The first level, I still knew like the back of my hand, even if a thing or two was a little different. That’s how a few levels felt, since the 32X version isn’t really proper Doom, it had to be changed here and there to run on the hardware.
The controls are buttery smooth and everything just feels right as you blaze your way through the maps at breakneck speeds while lighting up your shotgun at demons of Hell. It was a nostalgia trip that just felt right, to finally be playing the game the way it was meant to be played. The rendering technology is still something that blows my mind, given that’s it’s not truly a 3D environment that you’re running around in.
I’m trying to put my nostalgia to the side and see it as a game in today’s world. So is it a good game? Yes, sure, it’s okay. My Steam clock shows that I went through all 4 episodes of the game in 4 hours which I actually find entertaining. I was able to play this in-between sessions of Borderlands 3 which was a nice break. So what’s my big issue with the game? It just feels like it’s a game of its time, the early 90’s.

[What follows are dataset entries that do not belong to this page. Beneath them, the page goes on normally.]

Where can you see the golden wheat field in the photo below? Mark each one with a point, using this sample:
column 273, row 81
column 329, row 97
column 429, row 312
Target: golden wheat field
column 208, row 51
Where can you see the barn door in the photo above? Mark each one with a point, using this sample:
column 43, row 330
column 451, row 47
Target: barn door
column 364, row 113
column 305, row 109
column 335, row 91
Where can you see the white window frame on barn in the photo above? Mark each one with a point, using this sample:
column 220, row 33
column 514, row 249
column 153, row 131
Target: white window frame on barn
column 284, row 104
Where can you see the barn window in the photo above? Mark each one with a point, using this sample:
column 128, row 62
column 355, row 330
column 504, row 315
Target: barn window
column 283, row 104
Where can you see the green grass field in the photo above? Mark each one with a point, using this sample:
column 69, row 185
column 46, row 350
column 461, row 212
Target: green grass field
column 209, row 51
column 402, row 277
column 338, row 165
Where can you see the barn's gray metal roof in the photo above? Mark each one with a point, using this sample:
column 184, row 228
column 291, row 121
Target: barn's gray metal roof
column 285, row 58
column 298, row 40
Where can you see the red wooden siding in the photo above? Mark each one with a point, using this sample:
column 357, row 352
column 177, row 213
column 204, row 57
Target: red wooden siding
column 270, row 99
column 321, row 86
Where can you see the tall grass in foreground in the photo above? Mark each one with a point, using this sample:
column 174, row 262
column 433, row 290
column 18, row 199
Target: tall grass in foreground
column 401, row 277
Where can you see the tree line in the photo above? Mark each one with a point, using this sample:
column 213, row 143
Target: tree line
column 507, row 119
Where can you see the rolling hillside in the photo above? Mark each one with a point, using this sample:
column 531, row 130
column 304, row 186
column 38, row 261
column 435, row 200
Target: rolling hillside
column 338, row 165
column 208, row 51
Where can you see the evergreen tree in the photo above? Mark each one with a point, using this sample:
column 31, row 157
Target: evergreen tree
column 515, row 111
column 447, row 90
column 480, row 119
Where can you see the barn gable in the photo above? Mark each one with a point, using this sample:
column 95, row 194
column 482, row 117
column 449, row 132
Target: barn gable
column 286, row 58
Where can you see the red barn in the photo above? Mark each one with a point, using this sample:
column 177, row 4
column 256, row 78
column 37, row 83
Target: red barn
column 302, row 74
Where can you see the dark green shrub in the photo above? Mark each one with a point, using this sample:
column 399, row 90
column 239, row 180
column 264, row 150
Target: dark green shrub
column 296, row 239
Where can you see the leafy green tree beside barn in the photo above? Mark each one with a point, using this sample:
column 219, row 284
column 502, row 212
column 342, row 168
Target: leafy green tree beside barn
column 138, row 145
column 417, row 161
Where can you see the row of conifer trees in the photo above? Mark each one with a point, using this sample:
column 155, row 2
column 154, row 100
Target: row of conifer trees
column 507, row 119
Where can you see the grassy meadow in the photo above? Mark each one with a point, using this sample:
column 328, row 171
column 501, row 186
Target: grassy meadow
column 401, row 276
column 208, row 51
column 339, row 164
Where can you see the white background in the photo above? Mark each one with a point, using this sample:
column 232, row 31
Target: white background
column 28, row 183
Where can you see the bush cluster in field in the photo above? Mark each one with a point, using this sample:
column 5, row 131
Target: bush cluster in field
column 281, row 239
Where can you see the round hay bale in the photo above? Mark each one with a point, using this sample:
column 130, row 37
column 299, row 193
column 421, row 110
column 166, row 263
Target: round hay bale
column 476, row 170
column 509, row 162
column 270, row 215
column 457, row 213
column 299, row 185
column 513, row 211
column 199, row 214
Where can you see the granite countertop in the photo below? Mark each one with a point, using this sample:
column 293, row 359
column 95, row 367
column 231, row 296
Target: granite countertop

The level designs, while classic, is a little stupid, especially the middle two episodes. You end up just running around the map, find a key, open the door, find another key, and keep going until you hit the end. I get the history and everything, I love it all, believe me. That part of the game just got a little daunting to keep doing. Some of the later levels just became weird puzzle mazes that you had to fumble your way through.
I liked when the combat encounters became a mini-game in their own right. You’d have to figure out the combat scenario just like a puzzle, which way to strafe, who to fire at, all while keeping track of the swarms of monsters. The battles when there are a massive amount of enemies all around you are thrilling. Towards the end of my play-through, the monster closets became a joke. You end up gaining a sixth sense where you can just predict where enemies are going to spawn from.
I also just wish the last boss level had a bigger fight at the end. I wanted this crazy hard encounter where I was blowing through all my ammo while strafing through fireballs, but it ended up taking a minute. I spammed my BFG a bunch of times and killed everyone pretty quick.
This game will always have a special place in my heart, it’s a part of the reason I fell so hard into the world of video games. The feeling I had when I first saw Doom running on an old CRT monitor on my Uncle’s PC is the exact same feeling I chase as an adult today.
Final Score – 7.0
Video games are an evolving medium. The revolutionary products of our past are superseded by each new generation of games, building upon the lessons learned bit by bit. Doom, while not necessarily a relic of the past, holds firm in an ideology of computer gaming of the early 90’s. It’s a revolutionary title, a masterpiece that ushered in the FPS genre and the ESRB. The Doom engine was a programming work of art that can still impress today. Go on, give this game a try if you’ve never experienced it’s wonderful shotgun and fast past FPS action.